Hoping for Rain: Canadian Wildfire

by Daphne Thompson, on May 6, 2016 3:02:33 PM

If you've watched or read the news lately, you have probably heard about the wildfire in Alberta, Canada. Nearly 80,000 people have been forced to evacuate Fort McMurray as the fire continues to burn and it may be weeks before they can return. Recent reports say over 1600 homes and businesses have burned, but the actual total may be much higher before it is over. 

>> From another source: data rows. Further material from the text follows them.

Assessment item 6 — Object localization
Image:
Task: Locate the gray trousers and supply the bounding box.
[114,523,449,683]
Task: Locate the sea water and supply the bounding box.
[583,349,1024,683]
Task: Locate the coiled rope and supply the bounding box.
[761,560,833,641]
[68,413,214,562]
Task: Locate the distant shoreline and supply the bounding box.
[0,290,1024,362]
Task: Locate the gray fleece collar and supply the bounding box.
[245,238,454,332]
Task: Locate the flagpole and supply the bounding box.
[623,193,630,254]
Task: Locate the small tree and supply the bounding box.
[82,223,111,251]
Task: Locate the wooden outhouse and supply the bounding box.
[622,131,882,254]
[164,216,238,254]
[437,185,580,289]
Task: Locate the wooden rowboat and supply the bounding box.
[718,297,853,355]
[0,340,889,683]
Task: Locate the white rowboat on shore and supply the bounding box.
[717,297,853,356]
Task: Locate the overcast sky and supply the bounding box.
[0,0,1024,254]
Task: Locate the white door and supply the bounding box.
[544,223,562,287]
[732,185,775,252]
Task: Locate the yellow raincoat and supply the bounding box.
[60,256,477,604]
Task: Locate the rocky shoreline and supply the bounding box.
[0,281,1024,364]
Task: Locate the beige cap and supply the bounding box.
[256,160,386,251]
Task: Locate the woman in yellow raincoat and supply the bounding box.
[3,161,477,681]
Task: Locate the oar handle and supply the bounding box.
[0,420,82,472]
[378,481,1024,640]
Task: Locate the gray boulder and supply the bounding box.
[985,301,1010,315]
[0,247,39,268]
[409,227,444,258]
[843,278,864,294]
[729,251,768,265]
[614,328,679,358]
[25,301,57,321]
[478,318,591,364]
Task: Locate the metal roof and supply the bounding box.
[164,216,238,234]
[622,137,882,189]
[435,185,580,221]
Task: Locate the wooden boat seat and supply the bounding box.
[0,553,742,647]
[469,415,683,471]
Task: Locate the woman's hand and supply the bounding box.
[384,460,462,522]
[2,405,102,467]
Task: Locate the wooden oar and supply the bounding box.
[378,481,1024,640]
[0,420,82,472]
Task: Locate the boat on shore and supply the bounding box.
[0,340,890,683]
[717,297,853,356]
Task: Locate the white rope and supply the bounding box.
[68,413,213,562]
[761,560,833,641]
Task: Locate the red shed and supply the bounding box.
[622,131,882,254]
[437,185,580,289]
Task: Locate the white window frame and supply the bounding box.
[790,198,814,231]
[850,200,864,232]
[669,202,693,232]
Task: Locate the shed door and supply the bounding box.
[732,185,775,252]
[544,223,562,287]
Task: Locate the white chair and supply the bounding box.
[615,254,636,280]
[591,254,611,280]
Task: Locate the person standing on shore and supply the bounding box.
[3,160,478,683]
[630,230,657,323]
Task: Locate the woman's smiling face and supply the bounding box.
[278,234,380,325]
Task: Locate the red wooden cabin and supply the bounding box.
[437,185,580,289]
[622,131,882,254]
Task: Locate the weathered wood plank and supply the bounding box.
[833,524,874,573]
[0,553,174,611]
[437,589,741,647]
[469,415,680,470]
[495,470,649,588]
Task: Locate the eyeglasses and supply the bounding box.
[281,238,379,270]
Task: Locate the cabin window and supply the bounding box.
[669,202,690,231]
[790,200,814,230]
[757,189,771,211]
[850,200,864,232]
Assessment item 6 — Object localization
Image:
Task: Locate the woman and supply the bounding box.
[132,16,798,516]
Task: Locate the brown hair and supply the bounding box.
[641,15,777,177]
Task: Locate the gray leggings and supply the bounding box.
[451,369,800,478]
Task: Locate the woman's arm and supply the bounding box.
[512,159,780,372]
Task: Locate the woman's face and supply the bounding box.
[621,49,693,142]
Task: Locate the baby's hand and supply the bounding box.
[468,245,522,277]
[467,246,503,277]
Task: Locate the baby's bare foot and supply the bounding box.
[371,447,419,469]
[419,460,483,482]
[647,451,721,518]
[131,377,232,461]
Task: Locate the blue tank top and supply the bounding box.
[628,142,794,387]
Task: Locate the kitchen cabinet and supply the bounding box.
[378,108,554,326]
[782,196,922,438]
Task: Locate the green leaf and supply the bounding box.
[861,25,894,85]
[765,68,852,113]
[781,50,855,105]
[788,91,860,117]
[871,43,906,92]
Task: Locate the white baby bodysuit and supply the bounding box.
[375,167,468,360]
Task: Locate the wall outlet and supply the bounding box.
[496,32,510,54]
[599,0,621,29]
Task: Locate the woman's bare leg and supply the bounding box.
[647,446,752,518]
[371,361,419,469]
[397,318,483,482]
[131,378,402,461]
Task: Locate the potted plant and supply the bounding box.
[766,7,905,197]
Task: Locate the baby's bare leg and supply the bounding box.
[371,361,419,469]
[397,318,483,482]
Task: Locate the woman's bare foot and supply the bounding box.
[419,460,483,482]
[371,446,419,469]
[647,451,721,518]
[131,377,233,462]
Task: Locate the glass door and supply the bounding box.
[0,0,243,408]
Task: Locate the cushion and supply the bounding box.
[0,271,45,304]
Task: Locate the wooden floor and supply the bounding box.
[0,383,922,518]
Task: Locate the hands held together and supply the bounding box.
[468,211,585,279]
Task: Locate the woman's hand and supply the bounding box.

The fire started on May 1, 2016 from unknown causes and continues to burn 5 days later. With no rain in sight, firefighters are doing everything they can to keep the wildfire away from Fort McMurray. Looking at the two satellite images below, you can see how much the fire spread in just 24 hours. 

 

Satellite Images of Wildfire in Alberta on May 3 and 4, 2016

 

The fire is approaching an area of tinder dry conditions. Currently, over 1,100 firefighters, 145 helicopters and 22 tanker planes are at work. Gusty winds are not helping the situation. With little or no rain in the forecast, the fire may burn out of control for several more days. If you haven't already seen this, take a look at the dash video of this driver as people calmly evacuated on Wednesday while the fire burned next to them.

 

 

The fire is so intense that is it forming pyrocumulus. You can see that the smoke image below actually resembles a thunderstorm (the red dots signify fires). This is a type of cloud that forms from intense heat in the fire that causes convection. It can lead to stronger winds that causes the fire to spread more. If the cloud gets large enough, it may even produce lightning leading to additional fires. At that point, it is referred to as a pyrocumulonimbus.

 

Fort McMurray Pyrocumulus

 

The most recent satellite image has come in from NASA and in it you can still see the fires raging. Over 328 square miles, equivalent to about 210,000 acres, have burned. Evacuations continue today as those in the oil fields north of town head south. Police are currently escorting a procession of 1,500 vehicles to safety while the only road out of town is free of intense smoke.